Duruşma açılmasını gerektiren gerektiren sebep bulunmadığından HMK’nın 353. Ve 355. Maddeleri gereğince inceleme ve müzakereler kamu düzeni ve istinaf nedenleriyle sınırlı biçimde dosya üzerinden yürütülmüştür.
Buna göre;
1-Dosya içerisindeki bilgi ve belgelere, usule ve yasaya uygun gerektirici nedenlere, özellikle kanıtların toplanması ve değerlendirilmesinde bir usulsüzlük görülmemesine, mahkemenin ilamda yazılı şekilde ortaya koyduğu taktirine, mahkemenin Dairemizin kaldırma kararı uyarınca yeniden değerlendirme yaparak gereken kararı vermiş olmasına, uyuşmazlığı çözümlemekle ticaret mahkemeleri görevli olduğundan dava tarihine göre 6102 Sayılı TTK’nın 5/a.maddesi ile 6325 Sayılı Hukuk Uyuşmazlıklarında Arabuluculuk Kanunu 18/a.maddesi uyarınca dava açılmadan önce arabuluculuğa müracaat zorunlu olmakla, davacı tarafça da bu lazime yerine getirilmediğinden mahkemece yazılı gerekçe ile usulden ret kararının isabetli bulunmasına, mahkemenin değerlendirmesi ve vardığı neticede istinaf nedenleri yönüyle usul ve yasaya aykırı bir yön bulunmamasına göre, davacının aşağıdaki bendi kapsamı dışındaki sair istinaf itirazlarının reddine karar vermek gerekmiştir.
2- Karar tarihindeki AAÜT’nin 13/2.maddesinde hükmedilecek vekalet ücretinin kabul veya reddedilen tutarı aşamayacağı belirtilmiştir. Buna göre davacının 500,00 TL’lik maddi tazminat isteği usulden reddedildiği halde söz konusu tutarı aşar miktarda avukatlık ücreti takdiri doğru olmamıştır. Bu yönden davacının istinaf başvurusunun kabulü gerekir.
3-HMK 353/1-b/2 madde ve bendi uyarınca yargılamada eksiklik bulunmamakla beraber, kanununun olaya uygulanmasında ve delillerin taktirinde hata edilip de yeniden yargılama yapılmasına ihtiyaç duyulmadığı takdirde istinaf mahkemesince yeniden esas hakkında karar verilebilir.

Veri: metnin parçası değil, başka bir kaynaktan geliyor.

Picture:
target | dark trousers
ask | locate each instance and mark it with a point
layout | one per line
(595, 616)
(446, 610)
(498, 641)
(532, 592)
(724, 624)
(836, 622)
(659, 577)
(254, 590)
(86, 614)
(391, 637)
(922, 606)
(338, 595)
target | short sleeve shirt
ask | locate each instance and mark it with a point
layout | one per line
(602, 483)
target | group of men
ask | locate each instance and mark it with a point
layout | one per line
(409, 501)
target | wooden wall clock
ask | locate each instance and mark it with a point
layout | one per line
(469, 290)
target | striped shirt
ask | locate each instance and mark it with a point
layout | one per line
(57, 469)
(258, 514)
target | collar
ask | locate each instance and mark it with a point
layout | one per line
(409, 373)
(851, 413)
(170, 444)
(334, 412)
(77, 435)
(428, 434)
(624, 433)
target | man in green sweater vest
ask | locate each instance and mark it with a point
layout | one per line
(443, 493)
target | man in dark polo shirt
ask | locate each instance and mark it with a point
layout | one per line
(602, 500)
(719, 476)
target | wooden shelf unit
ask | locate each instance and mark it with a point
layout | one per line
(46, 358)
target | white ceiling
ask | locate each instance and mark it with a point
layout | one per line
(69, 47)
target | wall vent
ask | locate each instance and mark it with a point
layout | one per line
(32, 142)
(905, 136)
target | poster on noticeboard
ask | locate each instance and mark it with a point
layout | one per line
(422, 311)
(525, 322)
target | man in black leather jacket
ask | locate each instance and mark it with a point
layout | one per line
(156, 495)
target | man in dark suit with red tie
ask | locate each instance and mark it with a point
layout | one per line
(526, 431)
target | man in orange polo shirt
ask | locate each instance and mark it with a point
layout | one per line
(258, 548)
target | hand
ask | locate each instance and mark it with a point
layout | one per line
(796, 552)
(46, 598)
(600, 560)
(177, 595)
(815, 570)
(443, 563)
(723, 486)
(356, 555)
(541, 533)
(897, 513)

4-Açıklanan tüm bu sebeplerle; davacının istinaf başvurusunun kabulüne, kararın kaldırılmasına, aşağıdaki şekilde hüküm kurulmasına karar vermek gerekmiştir.
HÜKÜM :Gerekçesi yukarıda açıklandığı üzere;
I- Davacı vekilinin istinaf başvurusunun KABULÜNE,
II-Kararın kaldırılmasına ve hükmün HMK’nın 353/1-b,2 madde ve fıkrası uyarınca aşağıdaki şekilde YENİDEN TESİSİNE
1-Zorunlu arabuluculuğa başvurulmadan açılan davanın dava şartı yokluğu sebebiyle usulden reddine,
2-Alınması gerekli 80,70 TL harçtan peşin alınan 44,40-TL harcın mahsubu ile bakiye 36,3‬0- TL harcın karar kesinleştiğinde talep halinde davacılara iadesine,
3-Davacılar tarafından yapılan yargılama giderlerinin kendileri üzerinde bırakılmasına, arta kalanın karar kesinleştiğinde ve talep halinde iadesine,
4-Davalı kendisini vekille temsil ettirdiğinden karar tarihinde yürürlükte bulunan Avukatlık Asgari Ücret Tarifesi uyarınca hesaplanan 500,00-TL maktu vekalet ücretinin davacılardan alınarak davalıya verilmesine,
5-Davacı tarafından yatırılan gider avansı bakiyesinin karar kesinleştiğinde talep halinde davacıya iadesine,
III-İstinaf incelemesi yönünden;
Başvuran davacı tarafından yatırılan istinaf peşin ilam harcının talebi halinde kendisine iadesine, davacı tarafından yapılan 77,1‬0 TL istinaf yargılama gideri ile 220,70 TL istinaf başvuru harcı olmak üzere toplam 297,80 TL’lik başvuru masrafının takdiren 99,26 TL’sinin davalıdan alınarak davacıya verilmesine bakiye miktarın davacı üzerinde bırakılmasına, avans iadesi, tebligat, kesinleştirme, harç tahsil müzekkeresi düzenlenmesi ve benzeri işlemlerin ilk derece mahkemesince yerine getirilmesine, ilişkin 06/10/2022 gününde HMK 361. madde uyarınca kararın taraflara tebliğinden itibaren iki haftalık yasal süre içerisinde verilecek dilekçe ile Yargıtay’ın ilgili Hukuk Dairesi nezdinde temyizi kabil olmak üzere oy birliği ile karar verildi.